A couple of minutes later, after checking to make sure the coast was clear, we crossed to the side of the house behind mine and let ourselves through the gate of the fence. A small dog rushed forward, able to sense us even though we were covered by the invisibility spell. It stopped ten feet away, not at all pleased.
I draped a sound-deadening spell over it.
“All those spells in your head, and you use the one I stole from my brother.” He clucked his tongue. “Shoddy.”
The teasing lightened the heaviness on my limbs, but didn’t relieve the shaking. I didn’t know if I could duplicate everything I’d done last night. Half the things I did were spur of the moment. What if nothing came to me this time around? What if I let Emery down? Lives would be lost. The people I loved would be hurt.
“Easy does it, Turdswallop,” Emery whispered as we slowed by the back fence on the other side of my yard. “This is the worst part. It’s understandable that you’re anxious.”
I gulped and nodded as he stepped up onto the bottom board running parallel, clung to the top one, and slowly lifted his head over. He dropped back down quickly, before pushing back up a moment later. Then farther up still. The spell clearly worked, and also, there was someone in my backyard.
He lowered back down as I palmed my chest. This slow approach might kill me.
“Three of them in the backyard. They have a table of casings.” His brow furrowed and he looked down. “I really wish I’d called in my favor for this instead of when I first got here.”
“What?” I asked.
He shook his head and looked into the yard. “I can…” Streams of magic spewed from our belts, then all around us. “I can create a type of tornado. It’ll be powerful. It should scatter their casings.” He paused. “Hopefully.”

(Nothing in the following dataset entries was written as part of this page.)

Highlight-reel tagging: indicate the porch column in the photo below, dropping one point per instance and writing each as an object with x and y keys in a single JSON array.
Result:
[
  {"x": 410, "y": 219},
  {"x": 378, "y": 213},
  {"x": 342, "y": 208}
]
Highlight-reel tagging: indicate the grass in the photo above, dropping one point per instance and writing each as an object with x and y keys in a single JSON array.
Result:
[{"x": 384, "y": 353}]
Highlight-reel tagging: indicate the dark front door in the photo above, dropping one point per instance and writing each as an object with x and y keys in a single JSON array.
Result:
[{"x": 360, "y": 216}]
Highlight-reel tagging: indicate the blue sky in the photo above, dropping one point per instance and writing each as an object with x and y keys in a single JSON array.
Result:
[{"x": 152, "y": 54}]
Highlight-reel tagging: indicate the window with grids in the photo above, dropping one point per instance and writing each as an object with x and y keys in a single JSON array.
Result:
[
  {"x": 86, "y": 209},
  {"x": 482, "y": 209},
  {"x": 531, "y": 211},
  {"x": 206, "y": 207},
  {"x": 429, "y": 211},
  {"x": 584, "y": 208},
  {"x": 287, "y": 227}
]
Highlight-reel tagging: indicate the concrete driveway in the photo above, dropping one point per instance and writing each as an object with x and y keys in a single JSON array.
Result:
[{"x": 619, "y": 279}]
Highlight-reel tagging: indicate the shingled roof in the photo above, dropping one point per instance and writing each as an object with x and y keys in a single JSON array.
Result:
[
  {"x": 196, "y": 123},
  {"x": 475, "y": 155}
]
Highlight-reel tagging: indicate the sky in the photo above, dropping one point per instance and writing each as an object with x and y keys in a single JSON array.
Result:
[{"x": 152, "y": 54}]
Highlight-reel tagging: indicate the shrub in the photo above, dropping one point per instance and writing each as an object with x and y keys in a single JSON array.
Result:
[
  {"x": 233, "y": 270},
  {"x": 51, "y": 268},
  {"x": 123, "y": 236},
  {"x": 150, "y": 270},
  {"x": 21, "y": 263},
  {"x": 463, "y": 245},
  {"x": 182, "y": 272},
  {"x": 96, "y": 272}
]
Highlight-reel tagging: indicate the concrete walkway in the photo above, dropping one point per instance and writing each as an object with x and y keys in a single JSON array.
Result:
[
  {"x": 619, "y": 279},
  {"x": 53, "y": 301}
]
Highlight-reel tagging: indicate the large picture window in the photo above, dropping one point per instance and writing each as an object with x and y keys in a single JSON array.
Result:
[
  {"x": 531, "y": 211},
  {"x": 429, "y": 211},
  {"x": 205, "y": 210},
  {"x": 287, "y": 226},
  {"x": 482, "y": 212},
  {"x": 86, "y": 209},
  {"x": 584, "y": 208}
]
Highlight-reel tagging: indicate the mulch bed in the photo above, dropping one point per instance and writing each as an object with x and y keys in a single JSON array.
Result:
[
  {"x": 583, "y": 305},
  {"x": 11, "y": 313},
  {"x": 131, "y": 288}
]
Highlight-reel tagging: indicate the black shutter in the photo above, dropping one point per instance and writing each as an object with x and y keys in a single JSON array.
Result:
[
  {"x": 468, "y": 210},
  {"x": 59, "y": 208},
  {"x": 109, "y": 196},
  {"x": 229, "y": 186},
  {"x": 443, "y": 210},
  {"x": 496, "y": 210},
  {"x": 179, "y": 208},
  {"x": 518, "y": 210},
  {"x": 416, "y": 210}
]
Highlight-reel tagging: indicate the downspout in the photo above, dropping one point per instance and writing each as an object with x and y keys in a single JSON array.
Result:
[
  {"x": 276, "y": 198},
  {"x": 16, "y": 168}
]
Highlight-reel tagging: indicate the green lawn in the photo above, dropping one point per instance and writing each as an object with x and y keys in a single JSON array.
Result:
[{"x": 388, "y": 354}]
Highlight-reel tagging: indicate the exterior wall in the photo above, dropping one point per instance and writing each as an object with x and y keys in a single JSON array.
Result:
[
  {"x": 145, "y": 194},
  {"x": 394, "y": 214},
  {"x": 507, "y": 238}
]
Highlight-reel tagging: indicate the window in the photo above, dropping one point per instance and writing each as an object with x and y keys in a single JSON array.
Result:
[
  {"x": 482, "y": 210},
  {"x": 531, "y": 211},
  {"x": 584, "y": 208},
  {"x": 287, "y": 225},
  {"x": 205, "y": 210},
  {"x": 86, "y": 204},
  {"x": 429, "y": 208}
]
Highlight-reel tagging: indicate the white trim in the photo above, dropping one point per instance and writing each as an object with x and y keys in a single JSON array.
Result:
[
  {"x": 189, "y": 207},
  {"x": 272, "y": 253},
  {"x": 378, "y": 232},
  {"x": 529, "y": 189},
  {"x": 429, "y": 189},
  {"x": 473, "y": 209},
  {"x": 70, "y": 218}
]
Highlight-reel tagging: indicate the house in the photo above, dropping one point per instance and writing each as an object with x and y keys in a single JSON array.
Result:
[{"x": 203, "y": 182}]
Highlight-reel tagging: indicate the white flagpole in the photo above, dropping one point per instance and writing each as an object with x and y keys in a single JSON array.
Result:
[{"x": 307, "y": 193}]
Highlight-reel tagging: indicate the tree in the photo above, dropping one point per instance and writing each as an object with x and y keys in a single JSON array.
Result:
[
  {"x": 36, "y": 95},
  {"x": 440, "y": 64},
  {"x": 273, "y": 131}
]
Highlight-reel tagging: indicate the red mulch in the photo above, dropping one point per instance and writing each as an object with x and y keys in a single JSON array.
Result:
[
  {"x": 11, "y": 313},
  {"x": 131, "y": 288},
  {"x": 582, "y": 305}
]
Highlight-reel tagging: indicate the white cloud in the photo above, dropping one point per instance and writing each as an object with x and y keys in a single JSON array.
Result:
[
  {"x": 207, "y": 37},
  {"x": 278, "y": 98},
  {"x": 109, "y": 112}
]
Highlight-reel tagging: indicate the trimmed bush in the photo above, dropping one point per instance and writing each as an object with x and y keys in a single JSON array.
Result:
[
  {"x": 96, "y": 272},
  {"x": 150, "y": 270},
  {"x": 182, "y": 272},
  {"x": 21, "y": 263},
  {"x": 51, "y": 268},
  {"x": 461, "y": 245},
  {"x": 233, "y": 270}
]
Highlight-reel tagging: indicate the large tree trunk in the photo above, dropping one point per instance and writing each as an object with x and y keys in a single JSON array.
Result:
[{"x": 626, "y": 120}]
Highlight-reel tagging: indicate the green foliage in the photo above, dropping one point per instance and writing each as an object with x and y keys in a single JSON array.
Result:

“They can’t see us.” I hopped from one foot to the other. My breath came in pants. “Let’s just sneak up, zap them, take their stuff, and bust into my house.” I swatted my braid from over my shoulder. “Let’s do it fast.”
His spell ground to a halt and a smile graced his face. “Why didn’t I think of that?”
“Because you are the world’s worst planner, obviously. Come on.”
His body shook with chuckles, and he bent with his fingers entwined and palms up, ready to give me a boost.
“I’m good,” I said, gesturing to the fence beside me.
“You’ll probably slip and scrape your face. Take a hand.” He shook his hands at me.
“You better not start on the overbearing train. I’ve got one mother. I don’t need two.”
Despite my talk, I took the boost, not wanting to admit he was probably right. It had happened a few times before.
I climbed up to the top and threw a leg over. When he was in the same position, I nodded and threw the other leg over after it. He dropped down right beside me.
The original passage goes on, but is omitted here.